On October 20, 1973, the so-called Saturday Night Massacre propelled the Watergate scandal into a true constitutional crisis. Confronted with an order from President Richard Nixon to fire special prosecutor Archibald Cox, both Attorney General Elliot Richardson and Deputy Attorney General William Ruckelshaus ’55 resigned. Although Solicitor General Robert Bork fired Cox, a public outcry forced Nixon to appoint a new special prosecutor, and the House of Representatives soon began impeachment hearings, which led to Nixon’s resignation. Ruckelshaus is the last surviving participant in that drama.
Did you have any hesitation about resigning?
No, I honestly didn’t. It seemed to me that what the president was asking us to do was fundamentally wrong. I had worked with Cox when I was acting director of the FBI [from April to June 1973], and he could not have been more cooperative.
What I did was mandated by my oath of office. You don’t resign for light and transient reasons. There has to be some fundamental wrong that the president is asking you to commit before you do that. Firing Cox seemed to fit right within that category.
Felt was the No. 2 guy at the FBI when I became acting director. While he was out of the office on vacation, stories began appearing in the Times about wiretaps that [J. Edgar] Hoover had ordered. We checked and records of those wiretaps were missing from the FBI files, so I started an internal investigation to trace them. After several weeks, we eventually found them in John Ehrlichman’s safe at the White House.
Stories about information obtained from the wiretaps continued to appear in the Times, so obviously there was a leak somewhere in the FBI. I received a call from a man who identified himself as a reporter who was writing these stories for the Times. He said, “I suppose you’re wondering where these leaks are coming from. Well, they’re coming from Mark Felt.”
I confronted Felt the next day. He denied being the source of the story, but I told him I had the information on good authority and didn’t believe his denials. He had violated every stricture at the FBI about the sanctity of information in their possession, that you don’t release that to the media, ever. The next morning, Felt had his resignation on my desk, which I took as an admission of guilt. Years later, Max Holland interviewed me for a book he was writing about Felt. Holland told me he didn’t think I had actually been talking to the Times reporter.

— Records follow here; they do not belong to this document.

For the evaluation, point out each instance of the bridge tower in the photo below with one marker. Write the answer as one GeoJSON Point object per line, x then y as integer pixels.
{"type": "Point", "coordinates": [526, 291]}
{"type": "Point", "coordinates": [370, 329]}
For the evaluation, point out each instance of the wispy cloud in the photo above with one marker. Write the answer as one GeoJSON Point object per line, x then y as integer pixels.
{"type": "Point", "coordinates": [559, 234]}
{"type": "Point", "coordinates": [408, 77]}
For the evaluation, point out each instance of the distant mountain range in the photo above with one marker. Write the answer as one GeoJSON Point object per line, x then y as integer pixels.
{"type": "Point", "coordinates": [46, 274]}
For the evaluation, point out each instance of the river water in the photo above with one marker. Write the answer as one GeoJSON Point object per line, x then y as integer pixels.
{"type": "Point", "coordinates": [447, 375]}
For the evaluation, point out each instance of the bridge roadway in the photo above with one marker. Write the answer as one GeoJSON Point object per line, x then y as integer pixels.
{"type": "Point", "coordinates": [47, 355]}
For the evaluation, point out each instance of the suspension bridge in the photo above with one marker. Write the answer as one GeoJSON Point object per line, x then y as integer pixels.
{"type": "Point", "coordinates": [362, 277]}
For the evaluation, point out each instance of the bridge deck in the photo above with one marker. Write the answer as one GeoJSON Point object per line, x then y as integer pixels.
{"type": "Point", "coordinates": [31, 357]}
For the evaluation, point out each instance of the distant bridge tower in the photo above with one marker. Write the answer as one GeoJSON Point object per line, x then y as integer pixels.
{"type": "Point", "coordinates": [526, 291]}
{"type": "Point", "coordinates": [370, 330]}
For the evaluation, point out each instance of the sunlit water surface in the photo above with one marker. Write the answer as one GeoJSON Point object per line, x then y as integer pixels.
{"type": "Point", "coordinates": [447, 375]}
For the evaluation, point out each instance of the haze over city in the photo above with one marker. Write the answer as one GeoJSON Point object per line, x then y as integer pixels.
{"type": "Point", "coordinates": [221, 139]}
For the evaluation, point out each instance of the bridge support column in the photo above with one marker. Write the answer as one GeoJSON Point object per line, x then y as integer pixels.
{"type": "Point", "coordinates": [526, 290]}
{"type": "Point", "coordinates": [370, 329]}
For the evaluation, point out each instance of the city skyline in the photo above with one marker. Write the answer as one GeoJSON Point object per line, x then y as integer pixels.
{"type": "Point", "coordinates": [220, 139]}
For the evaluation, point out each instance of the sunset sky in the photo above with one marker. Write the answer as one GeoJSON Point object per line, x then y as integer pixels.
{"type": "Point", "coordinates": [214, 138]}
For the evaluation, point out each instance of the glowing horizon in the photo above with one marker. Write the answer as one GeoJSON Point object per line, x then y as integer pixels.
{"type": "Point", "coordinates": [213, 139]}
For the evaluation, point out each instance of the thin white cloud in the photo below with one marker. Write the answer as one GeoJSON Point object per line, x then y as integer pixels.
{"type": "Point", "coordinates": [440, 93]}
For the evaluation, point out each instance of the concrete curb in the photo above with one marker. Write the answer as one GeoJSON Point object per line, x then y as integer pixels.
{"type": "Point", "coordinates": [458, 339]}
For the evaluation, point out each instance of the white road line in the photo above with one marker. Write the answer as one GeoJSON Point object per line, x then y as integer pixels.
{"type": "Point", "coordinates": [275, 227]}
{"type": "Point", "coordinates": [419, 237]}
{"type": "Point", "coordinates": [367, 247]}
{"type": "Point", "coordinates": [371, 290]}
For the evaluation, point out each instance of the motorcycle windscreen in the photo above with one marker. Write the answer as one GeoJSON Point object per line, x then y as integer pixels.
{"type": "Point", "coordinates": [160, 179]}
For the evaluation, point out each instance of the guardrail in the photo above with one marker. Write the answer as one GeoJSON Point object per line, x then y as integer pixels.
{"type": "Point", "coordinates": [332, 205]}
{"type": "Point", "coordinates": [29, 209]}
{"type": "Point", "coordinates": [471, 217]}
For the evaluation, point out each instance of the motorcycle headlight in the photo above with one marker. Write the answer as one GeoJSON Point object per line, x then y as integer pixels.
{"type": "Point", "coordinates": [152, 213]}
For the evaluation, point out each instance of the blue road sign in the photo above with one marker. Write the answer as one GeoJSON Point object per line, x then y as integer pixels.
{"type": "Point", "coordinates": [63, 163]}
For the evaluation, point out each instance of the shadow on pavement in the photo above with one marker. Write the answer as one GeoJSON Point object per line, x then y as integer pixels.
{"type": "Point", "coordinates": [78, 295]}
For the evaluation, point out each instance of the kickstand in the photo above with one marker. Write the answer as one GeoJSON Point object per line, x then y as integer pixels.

Do you see Felt as a hero?
Oh, no. I think Felt was a guy obsessed with taking Hoover’s place as FBI director. He was trying to feather his own nest and undercut his bosses at the FBI.
To what extent is Watergate responsible for our current cynicism about government?
It certainly contributed to it, but I think it started with the Vietnam War. Trust in government spiraled downward during the war, and things like Watergate gave it another shove in that direction.